CS 5220

Applications of Parallel Computers

Performance Basics

Please click the play button below.

Starting on the Soap Box

Let me start with a good, old-fashioned rant. Computers are a very powerful tool, and they are worthy of study in their own right. But too much of CS is wrapped up in beating the state-of-the-art on one benchmark or the other. In HPC, we have Linpack and the obsession with exaflops, but we are not alone -- look at ML! Richard Hamming said the purpose of computation is insight, not numbers. Well, sometimes the purpose is numbers. You need to know how much load your bridge can handle, how loud your speakers will be. That's well and good, and HPC can help. But sometimes you don't need HPC. A cheaper simulation or a more clever algorithm may let you get the number you need on your laptop or desktop, without programming heroics.

Starting on the Soap Box

The goal is right enough, fast enough — not flop/s.

Starting on the Soap Box

Performance is not all that matters.

Portability, readability, debuggability matter too!
Want to make intelligent trade-offs.

Starting on the Soap Box

The road to good performance
starts with a single core.

Even single-core performance is hard.
Helps to build on well-engineered libraries.

Starting on the Soap Box

Parallel efficiency is hard!

\(p\) processors \(\neq\) speedup of \(p\)
Different algorithms parallelize differently.
Speed vs untuned serial code is cheating!

Peak performance

Whence Rmax?

Top 500 benchmark reports:

Rmax: Linpack flop/s
Rpeak: Theoretical peak flop/s

Measure the first; how do we know the second?

What is a float?

Start with what is floating point:

(Binary) scientific notation
Extras: inf, NaN, de-normalized numbers
IEEE 754 standard: encodings, arithmetic rules

Before we talk about floating point operations per second, we have to talk about floating point operations.
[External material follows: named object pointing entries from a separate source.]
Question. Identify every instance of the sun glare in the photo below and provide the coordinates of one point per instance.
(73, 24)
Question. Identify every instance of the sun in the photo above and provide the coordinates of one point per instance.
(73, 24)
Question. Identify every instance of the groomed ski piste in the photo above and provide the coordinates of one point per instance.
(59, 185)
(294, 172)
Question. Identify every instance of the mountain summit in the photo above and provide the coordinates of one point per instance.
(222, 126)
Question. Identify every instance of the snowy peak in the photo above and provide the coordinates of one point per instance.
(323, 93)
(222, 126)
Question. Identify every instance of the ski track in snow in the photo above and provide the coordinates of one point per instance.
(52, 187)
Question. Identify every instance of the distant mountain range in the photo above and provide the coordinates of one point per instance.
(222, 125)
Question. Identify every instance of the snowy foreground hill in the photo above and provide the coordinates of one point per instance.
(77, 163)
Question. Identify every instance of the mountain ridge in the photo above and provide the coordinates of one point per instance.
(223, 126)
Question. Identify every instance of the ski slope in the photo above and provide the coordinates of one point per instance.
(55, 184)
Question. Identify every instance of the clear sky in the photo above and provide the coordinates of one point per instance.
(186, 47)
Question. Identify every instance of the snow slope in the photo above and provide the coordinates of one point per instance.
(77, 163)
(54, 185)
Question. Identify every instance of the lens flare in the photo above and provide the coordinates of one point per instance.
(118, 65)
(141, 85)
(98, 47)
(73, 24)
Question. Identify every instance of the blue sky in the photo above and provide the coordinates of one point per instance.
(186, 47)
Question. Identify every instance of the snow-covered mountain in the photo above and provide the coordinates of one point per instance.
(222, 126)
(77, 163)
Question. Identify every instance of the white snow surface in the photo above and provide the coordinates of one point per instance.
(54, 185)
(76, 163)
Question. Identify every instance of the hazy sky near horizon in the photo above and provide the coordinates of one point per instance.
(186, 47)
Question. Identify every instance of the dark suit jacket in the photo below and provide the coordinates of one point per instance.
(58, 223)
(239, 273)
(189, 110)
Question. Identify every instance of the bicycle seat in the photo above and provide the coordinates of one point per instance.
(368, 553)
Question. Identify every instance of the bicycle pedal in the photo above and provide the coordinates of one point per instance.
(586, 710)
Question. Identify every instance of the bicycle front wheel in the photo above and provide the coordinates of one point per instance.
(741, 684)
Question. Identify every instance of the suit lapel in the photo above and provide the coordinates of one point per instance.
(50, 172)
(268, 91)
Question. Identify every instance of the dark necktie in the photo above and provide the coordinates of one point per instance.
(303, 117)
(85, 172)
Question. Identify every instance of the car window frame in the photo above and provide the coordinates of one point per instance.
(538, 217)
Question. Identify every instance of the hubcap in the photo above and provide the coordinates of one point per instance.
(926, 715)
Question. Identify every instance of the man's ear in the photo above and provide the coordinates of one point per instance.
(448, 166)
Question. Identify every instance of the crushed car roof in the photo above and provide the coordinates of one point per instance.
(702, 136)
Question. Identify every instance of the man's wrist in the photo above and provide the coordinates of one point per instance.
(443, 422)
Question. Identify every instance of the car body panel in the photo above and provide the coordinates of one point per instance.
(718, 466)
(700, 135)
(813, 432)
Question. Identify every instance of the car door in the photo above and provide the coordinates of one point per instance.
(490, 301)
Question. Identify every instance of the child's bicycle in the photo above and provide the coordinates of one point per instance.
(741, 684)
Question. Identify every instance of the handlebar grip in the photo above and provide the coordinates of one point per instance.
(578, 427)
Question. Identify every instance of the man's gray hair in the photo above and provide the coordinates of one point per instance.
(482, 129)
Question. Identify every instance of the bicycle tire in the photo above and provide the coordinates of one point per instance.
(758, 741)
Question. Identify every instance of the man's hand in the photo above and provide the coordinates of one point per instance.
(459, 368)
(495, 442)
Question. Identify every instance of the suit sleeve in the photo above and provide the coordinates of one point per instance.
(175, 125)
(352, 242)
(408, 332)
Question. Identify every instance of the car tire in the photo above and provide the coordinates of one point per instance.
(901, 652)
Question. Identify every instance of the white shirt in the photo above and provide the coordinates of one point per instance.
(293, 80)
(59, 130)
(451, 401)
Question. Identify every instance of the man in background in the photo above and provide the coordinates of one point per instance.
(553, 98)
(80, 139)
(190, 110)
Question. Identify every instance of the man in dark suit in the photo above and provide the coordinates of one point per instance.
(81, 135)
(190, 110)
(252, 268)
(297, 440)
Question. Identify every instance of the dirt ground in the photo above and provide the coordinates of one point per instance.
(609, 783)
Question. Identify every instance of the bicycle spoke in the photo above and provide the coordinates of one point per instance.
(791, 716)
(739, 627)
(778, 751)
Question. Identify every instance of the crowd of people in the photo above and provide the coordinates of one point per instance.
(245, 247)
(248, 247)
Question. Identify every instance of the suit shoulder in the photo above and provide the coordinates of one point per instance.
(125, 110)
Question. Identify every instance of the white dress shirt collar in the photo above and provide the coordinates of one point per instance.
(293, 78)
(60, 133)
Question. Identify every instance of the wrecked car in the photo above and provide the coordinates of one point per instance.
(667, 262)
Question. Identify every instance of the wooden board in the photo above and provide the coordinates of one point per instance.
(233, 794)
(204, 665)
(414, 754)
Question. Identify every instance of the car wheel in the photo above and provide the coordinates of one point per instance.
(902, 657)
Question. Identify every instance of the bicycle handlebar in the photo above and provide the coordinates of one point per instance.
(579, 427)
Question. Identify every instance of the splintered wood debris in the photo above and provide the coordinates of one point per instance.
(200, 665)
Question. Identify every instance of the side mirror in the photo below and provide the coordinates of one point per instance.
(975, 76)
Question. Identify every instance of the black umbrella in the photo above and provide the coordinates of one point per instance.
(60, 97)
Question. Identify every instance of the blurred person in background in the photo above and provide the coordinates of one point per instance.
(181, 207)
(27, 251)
And before that, we have to talk about floating point, though briefly. Floating point arithmetic is how we approximate real arithmetic on computers. It's essentially scientific notation, but in base 2 instead of base 10. The IEEE 754 standard defines how the encodings work for floating point numbers, including special encodings for denormalized representations near zero, infinity, and not-a-number. It also defines the rules used for floating point operations. We'll talk about the details a bit more later in the class. David Goldberg wrote a great article about What Every Computer Scientist Should Know About Floating-Point Arithmetic. I highly recommend it if you are fuzzy about how floating point works.

What is a float?

Common floating point formats

64-bit double precision (DP)
32-bit single precision (SP)

Linpack results are double precision

What is a float?

Less common

Extended precisions (often 80 bits)
128-bit quad precision
16-bit half precision (multiple)
Decimal formats

Lots of interest in 16-bit formats for ML

Of course, there are other formats as well. Some have more than 64-bits, like the 128-bit quad format or the more-flexible extended precision specification (usually 80 bits). In addition, there is a lot of recent interest in 16-bit half precision formats. There are two of these -- Float16 and BFloat16 -- and there is a lot of interest in using them for machine learning tasks. But there are a lot of things you can get away with in double or single precision that become very dangerous in half precision, so these formats should be treated with some care. In addition, the 754 standard also specifies decimal floating point formats. This used to be a completely different standard (IEEE 854), but both formats appeared together in IEEE 754-2008. I was actually active on the 754-2008 committee for a time while I was a graduate student at Berkeley. It was a learning experience! The most recent version of the standard is IEEE 754-2019.

What is a flop?

Basic floating point operations: \[ +, -, \times, /, \sqrt{\cdot} \]
FMA (fused multiply-add): \[ d = ab + c \]
Costs depend on precision and op
Often focus on add, multiply, FMA (flams)

Flops / cycle / core

Processor does more than one thing at a time. On my laptop (2018 MacBook Air):

Two vector FMAs can start in one cycle
Vector FMA does four DP FMAs at once
Often count an FMA as two flops

Flops / cycle (one core)

\[ 2 \frac{\mbox{flops}}{\mbox{FMA}} \times 4 \frac{\mbox{FMA}}{\mbox{vector FMA}} \times 2 \frac{\mbox{vector FMA}}{\mbox{cycle}} = 16 \frac{\mbox{flops}}{\mbox{cycle}}\]

Flops / sec (one core)

\[\begin{aligned} 16 \frac{\mbox{flops}}{\mbox{cycle}} \times (1.6 \times 10^9) \frac{\mbox{cycle}}{\mbox{sec}} &= 25.6 \times 10^9 \frac{\mbox{flops}}{\mbox{sec}} \\ &= 25.6~\mbox{Gflop/s} \end{aligned}\]

Flops / sec

\[ 25.6 \frac{\mbox{Gflop/s}}{\mbox{core}} \times 2~\mbox{cores} = 51.2~\mbox{Gflop/s} \]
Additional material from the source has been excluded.